Interest bearing debt by currency is EUR 78%, USD 14% and others 8%.
Interest Rate Risks
The interest rate risk management activities focus on the external financial items, including derivatives, which together create Neste interest rate exposure. The objective of interest rate risk management is to optimize the balance between minimizing uncertainty caused by fluctuations in interest rates and minimizing the consolidated net interest expense within risk limits.
- Average Interest Rate of the loan portfolio is 1.4 %
- Flow Risk is EUR 9.2 million (The change in interest expenses within one year if interest rates change 1 percentage point)
- Duration benchmark of the loan portfolio is 12 months
Capital Structure and Financing
The aim of Neste is to maintain a sufficiently strong balance sheet and capital structure to ensure its capacity to fund the business operations in all conditions. The optimal capital structure is also dependent on the prevailing business mix. The objective is to remain leverage below 40% in addition to keeping sufficient liquidity in the form of financial investments and committed and unused credit facilities.

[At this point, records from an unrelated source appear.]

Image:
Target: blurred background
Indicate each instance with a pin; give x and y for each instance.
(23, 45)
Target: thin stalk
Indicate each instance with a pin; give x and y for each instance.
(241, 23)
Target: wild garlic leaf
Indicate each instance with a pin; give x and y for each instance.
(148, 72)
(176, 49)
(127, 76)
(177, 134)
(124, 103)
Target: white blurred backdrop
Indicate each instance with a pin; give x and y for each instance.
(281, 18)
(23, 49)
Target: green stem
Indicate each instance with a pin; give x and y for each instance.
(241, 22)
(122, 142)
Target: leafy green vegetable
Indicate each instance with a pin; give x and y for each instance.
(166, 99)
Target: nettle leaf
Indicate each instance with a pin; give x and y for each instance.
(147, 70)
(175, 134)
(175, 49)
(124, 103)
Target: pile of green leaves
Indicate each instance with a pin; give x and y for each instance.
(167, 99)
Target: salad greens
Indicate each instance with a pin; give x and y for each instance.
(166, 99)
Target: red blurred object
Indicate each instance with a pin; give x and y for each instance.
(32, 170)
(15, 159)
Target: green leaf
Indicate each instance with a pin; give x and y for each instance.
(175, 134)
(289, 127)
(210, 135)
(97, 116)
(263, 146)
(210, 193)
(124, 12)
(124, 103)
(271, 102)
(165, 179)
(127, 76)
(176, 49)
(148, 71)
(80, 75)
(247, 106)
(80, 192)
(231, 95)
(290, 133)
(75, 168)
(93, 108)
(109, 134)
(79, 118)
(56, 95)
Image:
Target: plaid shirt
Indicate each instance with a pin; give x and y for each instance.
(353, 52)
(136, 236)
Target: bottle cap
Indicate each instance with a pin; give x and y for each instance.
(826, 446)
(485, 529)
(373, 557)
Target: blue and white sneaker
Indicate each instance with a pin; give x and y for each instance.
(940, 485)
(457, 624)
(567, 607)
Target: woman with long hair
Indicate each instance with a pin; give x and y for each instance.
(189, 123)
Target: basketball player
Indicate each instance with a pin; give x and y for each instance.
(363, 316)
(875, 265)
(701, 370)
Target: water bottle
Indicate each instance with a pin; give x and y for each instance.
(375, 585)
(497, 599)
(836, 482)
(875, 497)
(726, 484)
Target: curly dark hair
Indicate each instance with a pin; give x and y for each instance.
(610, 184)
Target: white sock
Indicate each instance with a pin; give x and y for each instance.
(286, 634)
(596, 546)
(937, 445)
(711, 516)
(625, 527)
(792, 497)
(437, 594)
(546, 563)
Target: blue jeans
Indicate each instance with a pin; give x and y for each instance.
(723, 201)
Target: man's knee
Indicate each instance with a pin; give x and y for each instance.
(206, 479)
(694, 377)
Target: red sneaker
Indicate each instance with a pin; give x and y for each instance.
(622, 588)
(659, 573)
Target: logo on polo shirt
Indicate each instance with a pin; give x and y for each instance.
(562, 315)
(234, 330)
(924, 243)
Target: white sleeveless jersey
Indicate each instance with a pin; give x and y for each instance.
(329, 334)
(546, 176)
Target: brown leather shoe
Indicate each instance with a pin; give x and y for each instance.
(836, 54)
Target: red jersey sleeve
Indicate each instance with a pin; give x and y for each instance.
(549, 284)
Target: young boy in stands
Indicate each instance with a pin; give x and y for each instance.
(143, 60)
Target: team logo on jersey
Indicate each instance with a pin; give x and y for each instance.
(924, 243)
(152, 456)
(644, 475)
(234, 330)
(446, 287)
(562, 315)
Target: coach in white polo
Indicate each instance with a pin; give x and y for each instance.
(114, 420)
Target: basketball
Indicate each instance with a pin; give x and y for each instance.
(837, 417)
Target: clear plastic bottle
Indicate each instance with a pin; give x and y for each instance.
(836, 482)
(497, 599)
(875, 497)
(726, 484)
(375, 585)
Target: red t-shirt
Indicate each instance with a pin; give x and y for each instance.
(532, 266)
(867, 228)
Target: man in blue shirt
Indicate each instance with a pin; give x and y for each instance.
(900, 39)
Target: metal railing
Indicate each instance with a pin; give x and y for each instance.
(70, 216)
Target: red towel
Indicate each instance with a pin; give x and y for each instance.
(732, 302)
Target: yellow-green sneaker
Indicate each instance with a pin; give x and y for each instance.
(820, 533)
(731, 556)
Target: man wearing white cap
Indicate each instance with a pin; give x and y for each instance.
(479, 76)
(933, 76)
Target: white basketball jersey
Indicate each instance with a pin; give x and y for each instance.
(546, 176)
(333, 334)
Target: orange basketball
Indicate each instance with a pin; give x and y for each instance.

Current financing arrangements consist of the following facilities:
- 7 year fixed rate note 1/2017
- Amount: EUR 400 million
- Coupon: 1.500% (99.947%,MS +110bps)
- Arrangers: BNP Paribas, ING, Nordea
- 7 year fixed rate green note 1/2021
- Amount: EUR 500 million
- Coupon: 0.750% (98.987%,MS +105bps)
- Arrangers: Citibank, Barclays, Nordea
- 7 year fixed rate note 1/2017
- EUR 1.2 billion Revolving Credit Facility signed in 2019 and having 5 year tenor with two 1-year extension options
- EUR 500 million Green Term Loan signed in 2022 and having 3 year tenor with two 1-year extension options
- Overdraft facilities totaling EUR 150 million.
- EUR 400 million domestic commercial paper programme.
Risk Management Limits
- Amount of short term financing (with a tenor less than one year) is limited to the greater of the following: a) EUR 500 million or b) 30% of the total interest bearing debt.
- The Group shall at all times have access of unused committed credit facilities together with excess cash:
- in minimum EUR 500 million
- sufficient to cover all forecasted negative free cash flow and interest bearing liabilities maturing within the next 12 month period.
Credit Risk Management
The purpose of Treasury credit risk management is to minimize credit losses arising from financial investments and derivative transactions.
Hazard Risk Management
The objective of hazard risk management is to mitigate the adverse impact on operating profit by covering identified exposures to loss.